個と組織を強くする 部課長の対話力 価格:¥ 1,575(税込) 発売日:2010-08-11 |
評価 (4点/5点満点)
人財教育コンサルタントの村山昇さんが、世の部長・課長に向けて、「対話すること・対話力」をテーマにコミュニケーション・リーダーシップ、組織活性化を論じた本です。
「仕事とは何か?」という腹応えのある対話を部下と真正面から行うことが、個と組織を自律的に成長させる根本の方策であるというのが本書の主張です。
また、コミュニケーションには、「文脈」(Context)、「語るべき内容」(Contents)、「振舞い」(Conduct)、そして「共有目的」(CommonPurpose)の4つの要素が必要だとしています。
対話を受けたことのない人間がどんどん上司となり、部下と対話をしなくなる(対話ができなくなる)。そしてその部下たちが次に上司になる。このような対話力低下の連鎖の現状に対して、危機感を持っている方も多いと思います。
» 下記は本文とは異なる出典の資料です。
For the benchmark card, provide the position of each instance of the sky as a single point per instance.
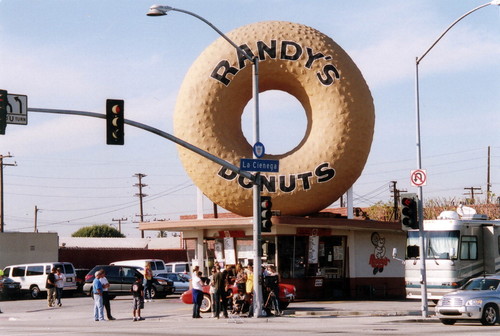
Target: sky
(73, 55)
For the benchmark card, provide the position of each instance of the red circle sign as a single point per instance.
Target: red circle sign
(418, 177)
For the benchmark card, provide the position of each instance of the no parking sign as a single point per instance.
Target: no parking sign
(418, 177)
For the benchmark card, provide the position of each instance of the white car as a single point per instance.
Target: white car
(478, 299)
(181, 283)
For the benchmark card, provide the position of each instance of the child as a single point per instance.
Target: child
(138, 297)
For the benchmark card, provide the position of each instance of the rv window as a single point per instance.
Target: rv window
(468, 248)
(440, 243)
(35, 270)
(18, 271)
(159, 266)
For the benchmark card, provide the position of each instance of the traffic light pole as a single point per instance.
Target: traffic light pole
(161, 133)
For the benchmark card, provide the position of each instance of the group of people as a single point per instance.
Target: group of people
(140, 290)
(100, 287)
(222, 281)
(55, 284)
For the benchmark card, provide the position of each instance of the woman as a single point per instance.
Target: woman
(197, 293)
(148, 277)
(241, 277)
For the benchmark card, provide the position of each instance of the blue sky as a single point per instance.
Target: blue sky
(70, 54)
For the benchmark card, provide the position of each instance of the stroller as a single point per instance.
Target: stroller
(271, 290)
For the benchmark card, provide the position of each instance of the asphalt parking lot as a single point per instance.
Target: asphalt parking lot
(172, 317)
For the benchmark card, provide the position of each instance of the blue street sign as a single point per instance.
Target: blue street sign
(259, 150)
(268, 166)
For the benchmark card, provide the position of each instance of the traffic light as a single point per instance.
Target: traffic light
(265, 214)
(3, 111)
(409, 211)
(115, 122)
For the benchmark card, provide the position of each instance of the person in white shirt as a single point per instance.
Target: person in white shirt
(105, 295)
(60, 280)
(197, 284)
この本は対話力を通じて、自律的組織やリーダシップのあり方を体系的かつ実務レベルにまで落としてまとめられた良書です。
【my pick-up】
◎組織習慣を変え、しょうがない残業を減らすために
・会議時間を短く、書類づくりを簡潔にする
・書類づくりを目的化しない
・完璧を求めるより、短時間集中で7割(及第点レベル)まで持っていくことを教える
・残業で居残る姿はむしろカッコ悪いのだという意識変えをする
・平日も休日もしっかり「休む」姿を部課長みずからが見せる
・キャリアは短距離競争ではない。何十年と続くマラソンであることを言う
(完走のために心身を大事にする仕事生活を送ることを推奨する)
◎仕事における価値創造・3つのパターン
パターン1 A→A+ その価値を増やす
パターン2 A→B 別のものにつくり変える
パターン3 0→1 新しく何かをつくり出す
部課長は、自部署が担当する仕事がどのパターンの価値創造なのかを認識してマネジメントにあたることが必要ですし、また、一人一人の部下が得意・不得意とする価値創造はどんなパターンなのかを把握してコミュニケーションすることが大事です。
◎「よい仕事」は7つの機会を自分に与えてくえる
・生活の糧を稼ぐ収入機会であるばかりでなく、
・自分の可能性を開いてくれる成長機会であり、
・何かをなし遂げることによって味わう感動機会であり、
・さまざまな人と出会える触発機会であり、
・学校では教われないことを身につける学習機会であり、
・地域や社会に対して益をなす貢献機会であり、
・ひょっとすると一攫千金を手にする財成機会でもある。
◎部課長はうんと本を読んでください
「この人はこう言ってるよ」とか「この本を読んでみるといいよ」など、名言・名著に引き合わせるやり方も有効です。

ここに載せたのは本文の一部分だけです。